コインベースが水曜引け後に Q1 2026 決算を出して、ヘッドラインは正直しんどい数字だった。売上 14.1 億ドル、セルサイド予想は 14.8 億 — 前年比で 31% の減少。GAAP 純損失 3.94 億ドル、EPS マイナス 1.49 ドル。会社が保有する BTC が四半期中に出した未実現損 4.82 億ドルが直撃した結果。取引売上 7.558 億、サブスク・サービス 5.835 億、どちらも予想を下回った。

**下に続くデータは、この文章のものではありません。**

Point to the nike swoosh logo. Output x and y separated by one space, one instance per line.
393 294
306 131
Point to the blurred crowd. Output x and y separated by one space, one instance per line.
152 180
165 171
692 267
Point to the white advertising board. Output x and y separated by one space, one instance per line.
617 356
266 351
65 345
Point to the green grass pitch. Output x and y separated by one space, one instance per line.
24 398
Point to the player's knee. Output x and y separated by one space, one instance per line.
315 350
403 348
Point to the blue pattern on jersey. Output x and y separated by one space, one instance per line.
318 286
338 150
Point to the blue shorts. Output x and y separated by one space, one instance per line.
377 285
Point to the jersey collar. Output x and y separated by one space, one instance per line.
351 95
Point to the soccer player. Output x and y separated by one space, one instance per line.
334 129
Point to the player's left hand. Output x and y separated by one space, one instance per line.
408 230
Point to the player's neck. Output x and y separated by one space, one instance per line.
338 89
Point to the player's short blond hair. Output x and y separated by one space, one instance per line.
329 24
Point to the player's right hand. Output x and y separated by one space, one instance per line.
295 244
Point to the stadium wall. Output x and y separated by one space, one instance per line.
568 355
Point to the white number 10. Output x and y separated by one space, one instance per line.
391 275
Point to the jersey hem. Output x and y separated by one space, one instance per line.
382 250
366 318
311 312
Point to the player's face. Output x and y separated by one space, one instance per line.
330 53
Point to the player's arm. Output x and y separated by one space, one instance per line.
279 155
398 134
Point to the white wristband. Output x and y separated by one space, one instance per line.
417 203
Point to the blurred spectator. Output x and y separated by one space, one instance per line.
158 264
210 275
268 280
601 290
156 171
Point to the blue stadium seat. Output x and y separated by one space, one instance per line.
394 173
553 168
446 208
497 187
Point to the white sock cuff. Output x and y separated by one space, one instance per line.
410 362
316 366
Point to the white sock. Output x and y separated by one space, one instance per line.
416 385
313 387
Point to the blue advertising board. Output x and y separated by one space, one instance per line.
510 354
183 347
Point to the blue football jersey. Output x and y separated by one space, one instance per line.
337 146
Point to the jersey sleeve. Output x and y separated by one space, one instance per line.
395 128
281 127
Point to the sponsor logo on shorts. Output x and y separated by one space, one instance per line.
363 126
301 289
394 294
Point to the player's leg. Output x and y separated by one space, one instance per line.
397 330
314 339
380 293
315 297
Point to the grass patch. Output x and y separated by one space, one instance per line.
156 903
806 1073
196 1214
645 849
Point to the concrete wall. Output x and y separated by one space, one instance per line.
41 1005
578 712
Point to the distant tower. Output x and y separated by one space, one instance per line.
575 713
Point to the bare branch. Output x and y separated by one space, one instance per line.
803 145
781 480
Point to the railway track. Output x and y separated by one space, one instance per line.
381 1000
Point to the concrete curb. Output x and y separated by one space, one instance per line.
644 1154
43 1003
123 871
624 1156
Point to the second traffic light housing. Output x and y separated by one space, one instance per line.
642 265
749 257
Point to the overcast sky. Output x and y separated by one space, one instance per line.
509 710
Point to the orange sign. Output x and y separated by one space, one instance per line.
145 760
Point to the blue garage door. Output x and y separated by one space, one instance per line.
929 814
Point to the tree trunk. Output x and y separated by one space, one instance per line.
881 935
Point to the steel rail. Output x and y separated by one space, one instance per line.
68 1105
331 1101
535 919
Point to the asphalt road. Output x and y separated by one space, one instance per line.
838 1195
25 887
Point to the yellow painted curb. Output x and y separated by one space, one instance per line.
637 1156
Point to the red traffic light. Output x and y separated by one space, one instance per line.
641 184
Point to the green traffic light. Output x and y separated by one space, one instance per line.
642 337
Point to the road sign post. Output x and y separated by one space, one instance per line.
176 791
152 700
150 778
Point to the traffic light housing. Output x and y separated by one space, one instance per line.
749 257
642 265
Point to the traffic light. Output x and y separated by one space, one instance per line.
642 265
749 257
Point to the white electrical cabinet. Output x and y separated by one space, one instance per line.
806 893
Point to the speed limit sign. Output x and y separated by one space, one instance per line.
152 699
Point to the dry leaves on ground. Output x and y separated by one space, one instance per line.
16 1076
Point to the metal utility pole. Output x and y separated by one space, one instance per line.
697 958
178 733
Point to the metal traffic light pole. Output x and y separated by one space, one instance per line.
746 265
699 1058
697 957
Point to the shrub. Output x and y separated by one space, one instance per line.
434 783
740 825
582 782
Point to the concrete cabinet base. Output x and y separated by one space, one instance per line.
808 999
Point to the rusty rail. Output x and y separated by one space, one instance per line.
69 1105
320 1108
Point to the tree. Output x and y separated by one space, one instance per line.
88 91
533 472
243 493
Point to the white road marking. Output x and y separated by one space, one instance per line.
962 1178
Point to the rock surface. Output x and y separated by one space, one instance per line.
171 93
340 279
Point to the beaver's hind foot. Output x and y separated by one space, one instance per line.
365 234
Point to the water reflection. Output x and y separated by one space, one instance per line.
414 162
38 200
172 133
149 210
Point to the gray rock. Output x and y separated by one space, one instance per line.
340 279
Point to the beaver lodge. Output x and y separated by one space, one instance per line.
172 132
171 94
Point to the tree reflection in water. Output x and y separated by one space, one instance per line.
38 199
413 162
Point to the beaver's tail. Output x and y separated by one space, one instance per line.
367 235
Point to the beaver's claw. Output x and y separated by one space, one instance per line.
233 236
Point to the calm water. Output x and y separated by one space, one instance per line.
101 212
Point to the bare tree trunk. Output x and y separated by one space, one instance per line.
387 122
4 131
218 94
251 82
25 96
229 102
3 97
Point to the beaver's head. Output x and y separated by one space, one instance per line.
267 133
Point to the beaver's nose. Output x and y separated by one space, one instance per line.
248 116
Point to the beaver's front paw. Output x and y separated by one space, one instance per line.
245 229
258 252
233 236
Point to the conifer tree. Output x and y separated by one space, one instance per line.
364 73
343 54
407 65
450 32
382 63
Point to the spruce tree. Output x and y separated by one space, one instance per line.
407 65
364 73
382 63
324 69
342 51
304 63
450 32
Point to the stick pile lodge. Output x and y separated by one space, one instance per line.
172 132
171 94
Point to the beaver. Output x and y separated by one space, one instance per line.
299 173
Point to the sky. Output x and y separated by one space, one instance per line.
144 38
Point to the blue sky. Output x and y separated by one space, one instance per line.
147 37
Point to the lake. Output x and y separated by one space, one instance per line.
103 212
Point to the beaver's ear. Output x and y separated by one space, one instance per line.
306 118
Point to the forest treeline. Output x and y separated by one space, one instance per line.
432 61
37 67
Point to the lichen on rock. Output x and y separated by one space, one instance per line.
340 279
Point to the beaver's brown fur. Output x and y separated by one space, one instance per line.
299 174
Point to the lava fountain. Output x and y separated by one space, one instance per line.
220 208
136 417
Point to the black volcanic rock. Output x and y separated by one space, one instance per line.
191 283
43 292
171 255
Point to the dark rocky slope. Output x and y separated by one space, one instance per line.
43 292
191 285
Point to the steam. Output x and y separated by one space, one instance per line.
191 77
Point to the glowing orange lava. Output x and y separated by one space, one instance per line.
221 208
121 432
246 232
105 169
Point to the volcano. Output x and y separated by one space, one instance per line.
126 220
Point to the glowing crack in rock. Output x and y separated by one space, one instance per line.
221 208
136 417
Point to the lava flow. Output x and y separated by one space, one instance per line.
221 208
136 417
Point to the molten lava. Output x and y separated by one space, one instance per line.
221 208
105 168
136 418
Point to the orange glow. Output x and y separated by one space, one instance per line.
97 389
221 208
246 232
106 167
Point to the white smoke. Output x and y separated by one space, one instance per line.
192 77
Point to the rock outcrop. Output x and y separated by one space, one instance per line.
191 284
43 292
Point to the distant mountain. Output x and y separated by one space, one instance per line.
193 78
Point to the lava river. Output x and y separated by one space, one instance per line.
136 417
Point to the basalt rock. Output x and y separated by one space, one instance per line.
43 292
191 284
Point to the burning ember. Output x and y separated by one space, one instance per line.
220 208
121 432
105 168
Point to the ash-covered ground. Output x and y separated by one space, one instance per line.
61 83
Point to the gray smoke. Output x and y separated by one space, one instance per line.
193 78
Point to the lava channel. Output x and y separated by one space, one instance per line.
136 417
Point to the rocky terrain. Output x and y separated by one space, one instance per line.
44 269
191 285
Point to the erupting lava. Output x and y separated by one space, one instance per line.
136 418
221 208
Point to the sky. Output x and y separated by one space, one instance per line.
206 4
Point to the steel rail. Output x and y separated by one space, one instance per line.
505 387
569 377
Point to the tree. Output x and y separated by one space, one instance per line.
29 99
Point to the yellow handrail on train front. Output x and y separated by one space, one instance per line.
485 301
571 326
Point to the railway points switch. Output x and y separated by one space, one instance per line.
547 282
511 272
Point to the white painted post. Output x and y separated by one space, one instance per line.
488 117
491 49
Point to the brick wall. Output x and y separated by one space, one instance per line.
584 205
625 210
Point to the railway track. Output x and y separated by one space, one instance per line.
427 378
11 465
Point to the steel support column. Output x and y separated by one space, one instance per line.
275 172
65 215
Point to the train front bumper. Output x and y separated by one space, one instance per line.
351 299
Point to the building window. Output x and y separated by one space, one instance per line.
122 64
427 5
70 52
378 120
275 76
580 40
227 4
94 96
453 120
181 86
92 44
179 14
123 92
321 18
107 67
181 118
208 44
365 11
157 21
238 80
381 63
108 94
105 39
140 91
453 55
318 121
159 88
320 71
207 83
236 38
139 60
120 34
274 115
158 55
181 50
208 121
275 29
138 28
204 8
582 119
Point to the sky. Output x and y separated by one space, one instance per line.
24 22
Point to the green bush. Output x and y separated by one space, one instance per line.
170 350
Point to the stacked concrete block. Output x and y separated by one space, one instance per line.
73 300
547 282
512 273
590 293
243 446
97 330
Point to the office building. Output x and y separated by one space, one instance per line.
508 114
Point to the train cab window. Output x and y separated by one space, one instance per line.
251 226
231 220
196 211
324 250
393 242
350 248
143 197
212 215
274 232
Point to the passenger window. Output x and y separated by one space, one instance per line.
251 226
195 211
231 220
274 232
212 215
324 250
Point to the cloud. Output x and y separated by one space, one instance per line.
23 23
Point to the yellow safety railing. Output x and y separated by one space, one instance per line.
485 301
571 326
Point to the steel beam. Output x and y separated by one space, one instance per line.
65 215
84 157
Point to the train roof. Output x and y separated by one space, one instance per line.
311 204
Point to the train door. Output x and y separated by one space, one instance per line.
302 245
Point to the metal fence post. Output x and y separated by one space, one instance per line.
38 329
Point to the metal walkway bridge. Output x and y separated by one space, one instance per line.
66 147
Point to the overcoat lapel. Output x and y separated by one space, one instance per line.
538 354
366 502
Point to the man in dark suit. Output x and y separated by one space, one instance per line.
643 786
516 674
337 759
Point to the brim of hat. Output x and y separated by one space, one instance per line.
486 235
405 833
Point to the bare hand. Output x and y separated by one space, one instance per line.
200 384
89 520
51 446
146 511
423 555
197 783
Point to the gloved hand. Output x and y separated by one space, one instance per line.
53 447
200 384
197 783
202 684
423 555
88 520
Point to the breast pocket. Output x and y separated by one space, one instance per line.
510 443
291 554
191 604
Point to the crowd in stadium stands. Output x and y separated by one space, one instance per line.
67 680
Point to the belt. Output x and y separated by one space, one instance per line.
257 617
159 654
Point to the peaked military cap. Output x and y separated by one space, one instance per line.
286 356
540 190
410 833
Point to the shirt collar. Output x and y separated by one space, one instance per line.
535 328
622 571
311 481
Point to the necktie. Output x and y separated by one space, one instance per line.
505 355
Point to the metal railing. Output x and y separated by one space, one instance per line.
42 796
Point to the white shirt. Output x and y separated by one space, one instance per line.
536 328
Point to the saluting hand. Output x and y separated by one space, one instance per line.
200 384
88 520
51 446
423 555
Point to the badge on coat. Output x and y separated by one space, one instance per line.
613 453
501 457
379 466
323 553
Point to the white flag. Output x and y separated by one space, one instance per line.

ところが株価はほとんど動いていない。COIN は水曜終値 192.96 ドル、当日下げ幅は 2.53% だけ、引け後でさらに 4% 落ちた程度。売上が 31% 飛んだ四半期にしては、あまりに弱い反応だ。これは「悪材料はもう織り込み済み」を市場が証明している動き方。

ヘッドラインに出てこない 3 つの数字が、本当に効いている部分。調整後 EBITDA 3.03 億ドル — 連続 13 四半期黒字、決算がしんどくても途切れていない。取引量シェアは 8.6% で過去最高。ステーブルコイン売上 3.05 億ドル、USDC が伸ばして前年比 +11%。ビットコインの四半期チャートに左右されない部分を、コインベースは静かに積み上げてきた。

3 日前の 5/5 のプレビュー で、まさにこの構図を書いた。Q1 のしょっぱさはもう株価に織り込まれている、本番は OCC 国家信託銀行の認可、というフレーム。前半はそのまま当たった。後半 — OCC 信託銀行の実稼働 — はまだ動いていないが、依然このトレードの本丸。買い継続、目標株価 280 ドル

Q1 で実際に何が起きたか

ビットコインの未実現損を抜くと、この決算はバイサイドのモデルとほぼ一致する。4.82 億ドルは保有 BTC のマーク・トゥ・マーケット — このポジションはもっとひどい時期も乗り越えてきた。Q1 中に BTC は約 9.9 万から 7.7 万に落ちたので、COIN を真面目にモデリングしていた人は、この一撃を最初から織り込んでいたはずだ。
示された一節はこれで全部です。